I Salivate (Like A Pavlov Dog)

Every writer can get into bad habits, but just remember what your best English teachers (mine were Mrs. McGovern, Mr. Molleur, Miss Hallissy, Mr. Kealy, Ms. Hylen, and Professor Goldstein) told you: Think about what you write so that you’re not writing anything unnecessary.

Today a writer I work with sent me an article containing the phrase “almost Pavlovian.” The writer described responding in a certain way when the phone rang.

Let’s just call that Pavlovian, because the reader understands that you are not a dog whose stomach has been turned inside out for researchers to better view the flow of saliva.

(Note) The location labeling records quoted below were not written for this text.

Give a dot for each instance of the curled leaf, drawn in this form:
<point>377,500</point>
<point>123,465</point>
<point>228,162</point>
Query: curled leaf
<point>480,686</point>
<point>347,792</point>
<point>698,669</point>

That you responded in a set way to a certain stimulus is Pavlovian.

Let's call her Growly.

Let’s call her Growly.

Ivan Pavlov’s experiments with doggies in the first decade of the 20th century involved conditioning the animals to associate the ringing of (dinner) bells with food. A bell would ring and food would be provided. Soon, tricky Pavlov got the dogs to start drooling just by ringing the bell. To check his work, he turned the dogs inside out, “Hellraiser” style.

The writer also wrote “veritable plethora.” In today’s economy, we no longer have the means to verify each plethora, so must rely on trust that the plethora in question is, in fact, one. Just write “plethora” or, if you don’t want to sound like a pretentious ass, “a lot.”

The Rolling Stones exercised restraint referencing the eminent Russian physiologist on this track from 1971’s “Sticky Fingers.”

“Yeah, when you call my name/I salivate like a Pavlov dog,” sings Mick Jagger, explaining the causal relationship between your addressing him and his drooling. He did not see the need to qualify as “almost Pavlovian” his response, even though there was no bell. You called, he salivated. Pavlovian.